Figure~\ref{fig:t4running2} exemplifies a trace and its SSA form, where the trace is generated from the program in Figure~\ref{fig:running2}.
Each label in  Figure~\ref{fig:t4running2} on the left hand denotes the id of the event. As seen, event 5 uses the variable $s^2$ defined at event 2 and defines the variable $s^5$, which is used afterwards.
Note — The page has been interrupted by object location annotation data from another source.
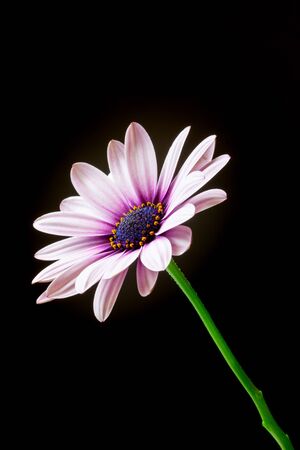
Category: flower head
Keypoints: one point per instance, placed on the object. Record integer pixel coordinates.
(126, 216)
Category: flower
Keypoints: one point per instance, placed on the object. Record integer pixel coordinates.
(124, 217)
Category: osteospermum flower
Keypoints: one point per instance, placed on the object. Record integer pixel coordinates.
(126, 216)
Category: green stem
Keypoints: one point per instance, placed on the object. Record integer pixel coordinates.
(256, 395)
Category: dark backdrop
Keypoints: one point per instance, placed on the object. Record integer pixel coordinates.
(150, 375)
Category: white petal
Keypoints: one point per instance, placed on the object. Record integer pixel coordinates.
(214, 167)
(43, 299)
(98, 190)
(193, 158)
(118, 167)
(180, 238)
(178, 217)
(157, 254)
(92, 274)
(126, 258)
(78, 204)
(64, 285)
(52, 271)
(145, 278)
(170, 164)
(141, 162)
(106, 295)
(72, 248)
(71, 224)
(207, 199)
(185, 189)
(206, 157)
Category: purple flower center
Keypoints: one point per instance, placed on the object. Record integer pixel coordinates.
(137, 227)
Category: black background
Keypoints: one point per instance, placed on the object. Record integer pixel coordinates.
(150, 375)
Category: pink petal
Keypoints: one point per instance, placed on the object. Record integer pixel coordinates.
(207, 199)
(78, 204)
(214, 167)
(180, 238)
(126, 258)
(72, 248)
(206, 157)
(193, 158)
(184, 190)
(157, 254)
(118, 167)
(141, 162)
(170, 164)
(98, 190)
(145, 278)
(64, 285)
(92, 274)
(71, 224)
(43, 299)
(106, 295)
(52, 271)
(178, 217)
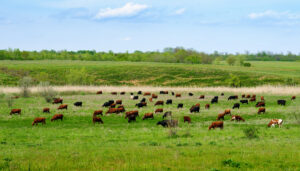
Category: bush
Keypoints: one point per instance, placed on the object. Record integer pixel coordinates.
(251, 132)
(25, 84)
(47, 91)
(247, 64)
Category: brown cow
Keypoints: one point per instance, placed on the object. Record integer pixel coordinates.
(261, 110)
(159, 103)
(159, 110)
(97, 119)
(118, 101)
(57, 100)
(216, 124)
(39, 120)
(207, 106)
(46, 110)
(237, 118)
(148, 115)
(154, 96)
(64, 106)
(98, 112)
(57, 116)
(134, 112)
(186, 119)
(15, 111)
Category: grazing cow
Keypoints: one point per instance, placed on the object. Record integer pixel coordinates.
(195, 109)
(118, 101)
(64, 106)
(237, 118)
(78, 104)
(207, 106)
(159, 110)
(97, 120)
(221, 116)
(46, 110)
(166, 114)
(169, 101)
(15, 111)
(202, 97)
(57, 100)
(148, 115)
(274, 122)
(261, 110)
(142, 104)
(216, 124)
(168, 123)
(159, 103)
(233, 97)
(39, 120)
(98, 112)
(244, 101)
(186, 119)
(147, 94)
(281, 102)
(154, 96)
(180, 105)
(57, 116)
(134, 112)
(260, 104)
(227, 111)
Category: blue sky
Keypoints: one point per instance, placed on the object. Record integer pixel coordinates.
(121, 25)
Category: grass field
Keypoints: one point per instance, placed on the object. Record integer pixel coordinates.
(77, 144)
(145, 74)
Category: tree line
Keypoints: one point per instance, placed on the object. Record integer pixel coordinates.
(169, 55)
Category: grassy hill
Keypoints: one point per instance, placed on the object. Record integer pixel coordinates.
(140, 73)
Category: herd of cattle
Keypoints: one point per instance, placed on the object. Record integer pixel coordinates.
(117, 107)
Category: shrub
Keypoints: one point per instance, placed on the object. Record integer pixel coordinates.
(251, 132)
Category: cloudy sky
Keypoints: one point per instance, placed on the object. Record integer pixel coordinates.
(120, 25)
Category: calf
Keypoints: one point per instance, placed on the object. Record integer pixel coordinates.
(64, 106)
(274, 122)
(180, 105)
(216, 124)
(236, 105)
(46, 110)
(237, 118)
(148, 115)
(187, 119)
(15, 111)
(57, 116)
(39, 120)
(78, 104)
(169, 101)
(261, 110)
(159, 110)
(159, 103)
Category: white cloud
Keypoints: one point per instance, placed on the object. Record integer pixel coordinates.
(180, 11)
(274, 15)
(128, 10)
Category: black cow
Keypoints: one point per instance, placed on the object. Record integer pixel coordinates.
(169, 101)
(281, 102)
(236, 105)
(180, 105)
(78, 104)
(244, 101)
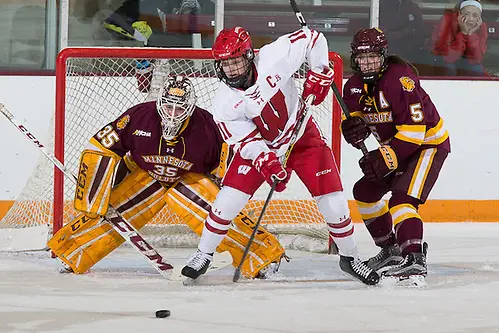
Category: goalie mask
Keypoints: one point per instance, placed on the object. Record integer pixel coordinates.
(234, 56)
(175, 104)
(368, 53)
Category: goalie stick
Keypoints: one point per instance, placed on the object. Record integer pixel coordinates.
(336, 91)
(297, 132)
(119, 224)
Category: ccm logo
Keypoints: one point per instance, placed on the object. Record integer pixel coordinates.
(323, 172)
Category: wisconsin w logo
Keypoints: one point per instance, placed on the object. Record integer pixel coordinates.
(243, 169)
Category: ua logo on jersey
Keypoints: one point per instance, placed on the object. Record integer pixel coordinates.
(243, 169)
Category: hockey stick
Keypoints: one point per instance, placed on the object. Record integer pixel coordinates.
(336, 91)
(298, 130)
(119, 224)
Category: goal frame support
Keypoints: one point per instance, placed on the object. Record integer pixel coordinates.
(138, 53)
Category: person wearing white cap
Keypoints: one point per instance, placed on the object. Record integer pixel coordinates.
(460, 39)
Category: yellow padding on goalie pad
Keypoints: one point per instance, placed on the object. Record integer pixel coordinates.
(191, 199)
(95, 177)
(85, 241)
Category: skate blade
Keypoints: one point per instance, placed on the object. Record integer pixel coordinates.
(411, 281)
(220, 260)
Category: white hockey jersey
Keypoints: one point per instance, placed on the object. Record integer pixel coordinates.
(262, 117)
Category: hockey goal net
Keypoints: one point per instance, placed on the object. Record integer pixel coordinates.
(93, 87)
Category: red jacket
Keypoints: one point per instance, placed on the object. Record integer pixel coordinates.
(450, 43)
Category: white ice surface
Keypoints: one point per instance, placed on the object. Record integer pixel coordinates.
(122, 293)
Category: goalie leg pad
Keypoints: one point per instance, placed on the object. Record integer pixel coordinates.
(191, 199)
(95, 177)
(84, 242)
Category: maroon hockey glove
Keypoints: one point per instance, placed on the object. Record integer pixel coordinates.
(270, 168)
(354, 130)
(318, 84)
(376, 164)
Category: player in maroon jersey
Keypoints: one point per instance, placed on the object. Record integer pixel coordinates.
(159, 153)
(385, 98)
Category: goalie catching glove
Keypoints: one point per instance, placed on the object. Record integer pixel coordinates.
(318, 83)
(376, 164)
(271, 169)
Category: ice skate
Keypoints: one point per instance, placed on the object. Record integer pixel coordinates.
(388, 256)
(359, 270)
(197, 265)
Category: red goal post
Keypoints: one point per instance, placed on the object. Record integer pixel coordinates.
(95, 85)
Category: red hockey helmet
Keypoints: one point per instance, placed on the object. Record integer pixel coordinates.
(371, 40)
(230, 44)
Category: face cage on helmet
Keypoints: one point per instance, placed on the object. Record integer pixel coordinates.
(370, 76)
(170, 122)
(240, 80)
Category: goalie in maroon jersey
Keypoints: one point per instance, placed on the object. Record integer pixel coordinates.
(164, 152)
(385, 99)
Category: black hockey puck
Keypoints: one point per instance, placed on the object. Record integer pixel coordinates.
(162, 313)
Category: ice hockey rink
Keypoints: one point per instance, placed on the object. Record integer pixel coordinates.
(122, 293)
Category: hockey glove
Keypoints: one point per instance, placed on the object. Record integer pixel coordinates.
(376, 164)
(318, 84)
(355, 130)
(270, 168)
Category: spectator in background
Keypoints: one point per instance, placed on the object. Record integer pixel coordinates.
(460, 40)
(402, 23)
(146, 21)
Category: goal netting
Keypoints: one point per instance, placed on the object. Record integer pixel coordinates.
(93, 87)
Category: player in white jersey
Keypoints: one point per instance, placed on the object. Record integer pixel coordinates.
(256, 109)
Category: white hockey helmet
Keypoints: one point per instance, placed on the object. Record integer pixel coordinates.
(175, 104)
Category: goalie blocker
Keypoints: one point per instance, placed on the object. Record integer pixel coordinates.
(168, 167)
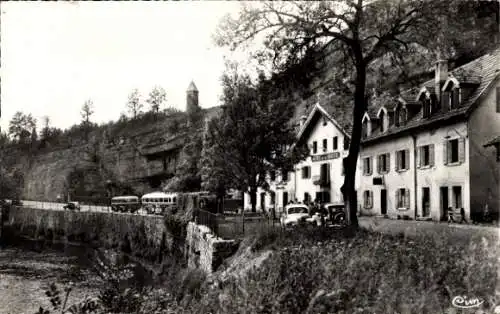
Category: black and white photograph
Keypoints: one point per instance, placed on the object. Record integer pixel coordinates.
(249, 157)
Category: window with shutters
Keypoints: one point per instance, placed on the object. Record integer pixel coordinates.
(382, 121)
(383, 163)
(325, 173)
(273, 198)
(346, 143)
(403, 198)
(367, 199)
(285, 175)
(307, 198)
(272, 175)
(306, 172)
(457, 196)
(367, 166)
(498, 99)
(402, 160)
(454, 151)
(454, 98)
(425, 156)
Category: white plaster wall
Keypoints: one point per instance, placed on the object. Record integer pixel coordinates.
(318, 133)
(393, 180)
(484, 125)
(440, 174)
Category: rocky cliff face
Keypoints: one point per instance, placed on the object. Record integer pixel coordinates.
(111, 155)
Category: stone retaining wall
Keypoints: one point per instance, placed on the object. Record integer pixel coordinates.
(143, 236)
(205, 250)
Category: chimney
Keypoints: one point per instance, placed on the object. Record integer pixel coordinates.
(440, 76)
(302, 120)
(191, 98)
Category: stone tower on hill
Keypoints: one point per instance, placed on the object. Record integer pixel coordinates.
(192, 99)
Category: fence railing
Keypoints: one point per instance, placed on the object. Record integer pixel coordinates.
(208, 219)
(235, 226)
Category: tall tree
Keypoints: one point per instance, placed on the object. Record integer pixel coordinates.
(46, 128)
(354, 33)
(156, 98)
(134, 105)
(215, 173)
(21, 127)
(87, 111)
(252, 136)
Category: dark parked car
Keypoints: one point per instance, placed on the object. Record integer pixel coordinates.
(72, 206)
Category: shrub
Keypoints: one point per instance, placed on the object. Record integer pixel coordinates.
(367, 273)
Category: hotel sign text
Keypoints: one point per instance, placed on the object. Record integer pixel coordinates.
(333, 155)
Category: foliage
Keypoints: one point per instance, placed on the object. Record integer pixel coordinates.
(398, 275)
(134, 105)
(87, 111)
(252, 136)
(85, 306)
(122, 292)
(352, 35)
(156, 98)
(21, 127)
(215, 175)
(188, 178)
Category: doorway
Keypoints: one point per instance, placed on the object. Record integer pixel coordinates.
(383, 202)
(444, 201)
(285, 199)
(263, 202)
(426, 202)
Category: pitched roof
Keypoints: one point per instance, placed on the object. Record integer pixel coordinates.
(338, 108)
(493, 142)
(487, 68)
(319, 109)
(192, 87)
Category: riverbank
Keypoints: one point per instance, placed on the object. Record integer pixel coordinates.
(25, 273)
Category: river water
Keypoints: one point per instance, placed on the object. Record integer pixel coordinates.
(27, 270)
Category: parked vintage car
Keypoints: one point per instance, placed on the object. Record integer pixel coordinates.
(72, 206)
(336, 213)
(294, 215)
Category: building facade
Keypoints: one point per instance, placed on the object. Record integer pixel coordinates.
(318, 177)
(426, 147)
(422, 151)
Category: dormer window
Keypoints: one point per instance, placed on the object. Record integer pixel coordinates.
(403, 116)
(452, 89)
(384, 119)
(400, 116)
(364, 133)
(367, 126)
(427, 107)
(454, 98)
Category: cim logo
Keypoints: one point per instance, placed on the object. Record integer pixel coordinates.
(464, 302)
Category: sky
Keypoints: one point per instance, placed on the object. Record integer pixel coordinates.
(56, 55)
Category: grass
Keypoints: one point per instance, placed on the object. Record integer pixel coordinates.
(315, 272)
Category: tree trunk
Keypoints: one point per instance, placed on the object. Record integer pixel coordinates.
(253, 198)
(350, 162)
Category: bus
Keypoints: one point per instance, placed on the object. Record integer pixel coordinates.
(124, 204)
(159, 202)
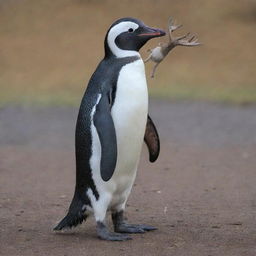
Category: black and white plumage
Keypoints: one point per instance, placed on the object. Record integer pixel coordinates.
(112, 123)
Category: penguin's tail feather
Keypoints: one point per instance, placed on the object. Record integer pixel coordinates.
(76, 215)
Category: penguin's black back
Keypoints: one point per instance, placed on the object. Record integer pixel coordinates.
(103, 81)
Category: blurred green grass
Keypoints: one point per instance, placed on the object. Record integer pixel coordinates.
(49, 49)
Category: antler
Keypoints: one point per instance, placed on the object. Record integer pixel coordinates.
(185, 40)
(161, 51)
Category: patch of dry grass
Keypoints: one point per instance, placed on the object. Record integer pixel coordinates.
(50, 48)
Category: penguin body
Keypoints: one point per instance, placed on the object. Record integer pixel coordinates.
(110, 128)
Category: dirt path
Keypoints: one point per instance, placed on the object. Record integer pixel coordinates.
(201, 193)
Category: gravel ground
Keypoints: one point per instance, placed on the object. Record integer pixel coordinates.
(201, 192)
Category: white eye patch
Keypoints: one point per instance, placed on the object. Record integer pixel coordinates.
(114, 32)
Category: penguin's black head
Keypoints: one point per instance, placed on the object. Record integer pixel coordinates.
(127, 35)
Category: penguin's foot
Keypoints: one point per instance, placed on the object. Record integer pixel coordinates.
(105, 234)
(132, 228)
(122, 227)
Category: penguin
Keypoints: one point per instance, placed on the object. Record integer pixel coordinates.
(112, 123)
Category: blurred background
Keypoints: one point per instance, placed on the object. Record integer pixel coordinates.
(49, 49)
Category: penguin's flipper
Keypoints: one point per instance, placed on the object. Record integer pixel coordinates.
(151, 138)
(106, 130)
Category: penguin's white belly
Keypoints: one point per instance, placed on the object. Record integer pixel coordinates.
(129, 114)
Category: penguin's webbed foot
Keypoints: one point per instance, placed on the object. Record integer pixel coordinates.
(105, 234)
(132, 228)
(122, 227)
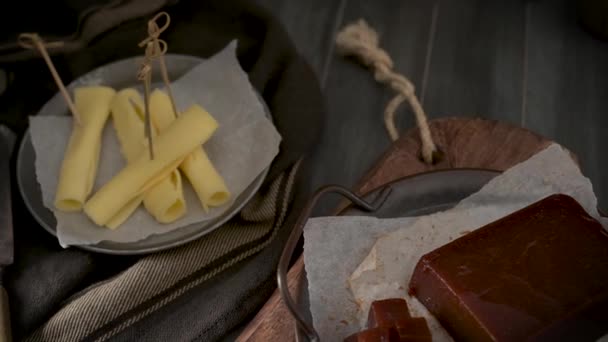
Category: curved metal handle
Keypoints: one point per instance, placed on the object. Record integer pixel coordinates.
(301, 323)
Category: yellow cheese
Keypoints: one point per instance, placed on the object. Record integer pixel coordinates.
(165, 200)
(79, 166)
(189, 131)
(206, 181)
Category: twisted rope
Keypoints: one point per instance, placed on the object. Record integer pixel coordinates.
(361, 41)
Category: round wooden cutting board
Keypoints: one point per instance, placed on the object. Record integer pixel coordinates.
(464, 143)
The read/write of the shared variables are denoted in the special form, such as $R^{14}_y$ and $W^{13}_y$. We use $x, y$ to represent the location for simplicity.



%TODO value or symbol for o.f, rethink about it.
\subsection{Constraint System}
Based on the SSA form of the trace, we build the constraints to compute a new trace with the new schedule and new mapping of variables to values.
To model the schedule, we introduce the order variable $O_{e}$ for each event $e$. Given two events $e_i, e_j$ from two different threads, $O_{e_i}<O_{e_j}$ in a trace means $e_i$ is scheduled before $e_j$. We omit the synchronization constraints purposely, which are well explained in all existing predictive analysis techniques~\cite{yannis, pldi14}.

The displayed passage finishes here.